Act like an owner of the republic — because you are! Government works for you. Refuse to be treated like an ignorant, powerless subject of royalty. This is not England in the 18th century. Our forefathers sacrificed everything to escape abusive rule. They owned the process and built a great nation. It is our job to maintain the freedom and authority to sustain that great country. Indifference or fear will destroy the nation. We must show some backbone and wisdom.

  1. You Are a Political Principal

Citizenship demands that you play an active role in the political life of the nation. Carry out that role with Colossians. 3:23 in mind — do everything with excellence, as if you are serving the Lord! Act responsibly: do your homework regarding how the process works (and your related responsibilities), the nature of the candidates, and the implications of proposed policies. Make choices that reflect who you are (i.e., your worldview and values) and the kind of country you want for your family. Go beyond voting; be an apologist and influencer for a community and nation that will honor God.

  1. Redefine Election Success

Successful elections are more than simply placing candidates in office. Successful elections are those where an informed electorate clarifies its vision and values and elects ethical servants who will embody those attributes. Selecting leaders who run in order to serve the people is vital. Party dominance, candidate positioning, and other outcomes are sideshows that fail to advance the good of the community.

  1. Prioritize the Family

Family is God’s primary cultural institution. View every aspect of the electoral and governance process through the lens of how it affects our families. Carefully examine the values, morals, worldview, and political practices and proposals of every candidate in relation to their impact on our families.

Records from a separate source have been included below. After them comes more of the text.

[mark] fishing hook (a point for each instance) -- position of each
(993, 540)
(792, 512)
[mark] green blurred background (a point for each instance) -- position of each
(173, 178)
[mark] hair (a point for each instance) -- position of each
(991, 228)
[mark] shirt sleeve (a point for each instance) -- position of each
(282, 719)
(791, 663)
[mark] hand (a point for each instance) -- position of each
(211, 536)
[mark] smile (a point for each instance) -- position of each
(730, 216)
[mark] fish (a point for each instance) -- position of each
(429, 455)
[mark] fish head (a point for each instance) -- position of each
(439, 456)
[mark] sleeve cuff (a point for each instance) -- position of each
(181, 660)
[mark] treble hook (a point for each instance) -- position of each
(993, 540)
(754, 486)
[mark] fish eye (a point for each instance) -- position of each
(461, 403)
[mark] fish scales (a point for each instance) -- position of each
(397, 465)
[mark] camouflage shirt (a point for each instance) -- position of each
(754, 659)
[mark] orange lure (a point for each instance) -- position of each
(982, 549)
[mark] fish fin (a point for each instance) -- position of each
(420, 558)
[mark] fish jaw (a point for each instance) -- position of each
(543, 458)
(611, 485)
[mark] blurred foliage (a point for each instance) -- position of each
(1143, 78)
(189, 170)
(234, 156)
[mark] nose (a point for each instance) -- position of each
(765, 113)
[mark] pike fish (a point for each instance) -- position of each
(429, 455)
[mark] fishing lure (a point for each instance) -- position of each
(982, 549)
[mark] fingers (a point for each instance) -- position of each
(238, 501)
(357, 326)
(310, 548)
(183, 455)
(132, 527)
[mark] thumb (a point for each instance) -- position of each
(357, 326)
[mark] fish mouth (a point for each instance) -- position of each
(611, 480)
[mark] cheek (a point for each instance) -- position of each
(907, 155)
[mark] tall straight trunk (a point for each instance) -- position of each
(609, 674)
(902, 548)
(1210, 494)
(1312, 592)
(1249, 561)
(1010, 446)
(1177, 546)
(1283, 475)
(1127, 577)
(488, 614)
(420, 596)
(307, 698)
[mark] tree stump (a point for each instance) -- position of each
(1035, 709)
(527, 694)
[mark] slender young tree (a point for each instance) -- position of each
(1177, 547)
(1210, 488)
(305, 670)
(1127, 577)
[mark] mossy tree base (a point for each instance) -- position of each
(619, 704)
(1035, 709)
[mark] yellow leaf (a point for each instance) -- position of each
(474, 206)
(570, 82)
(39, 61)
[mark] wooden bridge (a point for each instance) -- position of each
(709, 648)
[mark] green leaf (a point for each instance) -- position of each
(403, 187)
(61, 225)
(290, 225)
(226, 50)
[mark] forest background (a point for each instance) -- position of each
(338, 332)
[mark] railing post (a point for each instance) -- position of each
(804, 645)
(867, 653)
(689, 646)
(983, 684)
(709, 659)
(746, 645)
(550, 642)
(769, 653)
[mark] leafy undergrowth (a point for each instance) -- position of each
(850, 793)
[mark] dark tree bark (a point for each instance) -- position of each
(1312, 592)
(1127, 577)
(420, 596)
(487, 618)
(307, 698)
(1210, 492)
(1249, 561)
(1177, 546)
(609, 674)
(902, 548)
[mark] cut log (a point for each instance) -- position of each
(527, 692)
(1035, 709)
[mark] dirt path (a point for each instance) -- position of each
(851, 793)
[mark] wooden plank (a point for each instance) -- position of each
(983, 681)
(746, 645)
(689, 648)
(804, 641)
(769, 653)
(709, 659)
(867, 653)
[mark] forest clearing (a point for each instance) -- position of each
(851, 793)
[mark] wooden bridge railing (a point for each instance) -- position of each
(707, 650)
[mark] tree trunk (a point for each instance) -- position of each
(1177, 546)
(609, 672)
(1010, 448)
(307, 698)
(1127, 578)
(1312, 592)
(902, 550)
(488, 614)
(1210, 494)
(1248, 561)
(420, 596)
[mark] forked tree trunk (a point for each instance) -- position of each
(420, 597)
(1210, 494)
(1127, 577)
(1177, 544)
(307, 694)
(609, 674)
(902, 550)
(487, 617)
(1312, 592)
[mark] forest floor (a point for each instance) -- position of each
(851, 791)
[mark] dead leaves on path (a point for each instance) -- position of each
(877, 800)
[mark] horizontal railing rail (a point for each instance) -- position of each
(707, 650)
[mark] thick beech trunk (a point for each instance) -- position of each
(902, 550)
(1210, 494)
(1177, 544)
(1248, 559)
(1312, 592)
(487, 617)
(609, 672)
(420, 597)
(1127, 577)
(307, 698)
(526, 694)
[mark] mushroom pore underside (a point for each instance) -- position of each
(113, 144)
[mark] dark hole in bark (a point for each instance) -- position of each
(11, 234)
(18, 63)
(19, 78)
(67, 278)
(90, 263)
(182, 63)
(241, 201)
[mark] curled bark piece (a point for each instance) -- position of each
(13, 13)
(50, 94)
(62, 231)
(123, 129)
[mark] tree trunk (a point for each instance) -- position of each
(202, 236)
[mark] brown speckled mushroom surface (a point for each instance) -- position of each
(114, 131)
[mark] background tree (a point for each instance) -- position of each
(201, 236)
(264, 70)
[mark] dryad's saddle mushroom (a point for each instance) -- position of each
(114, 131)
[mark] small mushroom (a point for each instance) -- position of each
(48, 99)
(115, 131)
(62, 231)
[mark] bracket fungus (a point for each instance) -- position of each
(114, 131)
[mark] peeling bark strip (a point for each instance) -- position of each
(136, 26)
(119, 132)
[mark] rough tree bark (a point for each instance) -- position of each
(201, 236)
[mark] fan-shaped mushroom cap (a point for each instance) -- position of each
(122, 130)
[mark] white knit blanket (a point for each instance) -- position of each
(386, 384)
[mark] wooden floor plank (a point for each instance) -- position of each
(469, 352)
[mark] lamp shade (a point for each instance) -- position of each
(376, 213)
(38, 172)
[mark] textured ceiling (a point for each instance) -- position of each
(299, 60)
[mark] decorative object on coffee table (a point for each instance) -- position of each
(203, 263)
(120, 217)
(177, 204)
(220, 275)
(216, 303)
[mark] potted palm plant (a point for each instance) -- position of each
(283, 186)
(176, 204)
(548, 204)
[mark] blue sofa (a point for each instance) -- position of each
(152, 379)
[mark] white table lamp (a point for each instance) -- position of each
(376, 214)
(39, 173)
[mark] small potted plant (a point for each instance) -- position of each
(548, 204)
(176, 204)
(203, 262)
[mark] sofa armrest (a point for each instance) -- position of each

  1. Identify the Candidates

Parties have largely failed to offer us viable candidates. Candidates elevated by special interests tend to serve those special interests rather than the people. Professional politicians learn to play the system for the benefit of self and friends. It is time to remove the media, parties, and major donors from the candidate selection process. The leaders to encourage to run are those who seek office as an act of sacrifice and service, committing to truth and transparency as fundamental operating principles.

  1. Demand a Compelling Vision

Perhaps the most conspicuous fault of most recent candidates has been the absence of a compelling vision for the nation. Vision is the hallmark of every good leader and the framework for their plan of action. The failure to propose any course of action without relation to the larger vision is indefensible. Voters should automatically reject any candidate who is incapable or unwilling to articulate a realistic and compelling vision for our nation.

  1. Understand Their Values

Every elected official is true to their values; the challenge to voters is to dig deeply enough to identify them. Once we know what makes a candidate tick, then we can determine whether their values parallel ours, which would give us confidence that they will represent us well. Every candidate’s life is a reflection of their values; the more we understand who they are, the more we will comprehend their values system and what kind of leader they will be.

  1. Hold Officials Accountable

We need transparent measurement of critical factors to find and retain servant leaders who pursue our vision and reflect our values. We would benefit from a regular stream of new measures that compare leaders’ behaviors to the vision and values we elect them to represent. Such a treasury of information will also make future voting choices more obvious.

The 2024 election cycle is already in progress. We want improvements, but how will they occur if you and I do not transform the process? After all, nothing changes if nothing changes. You and I must be the agents of positive, transformative change.

George Barna is a Senior Research Fellow at FRC's Center for Biblical Worldview.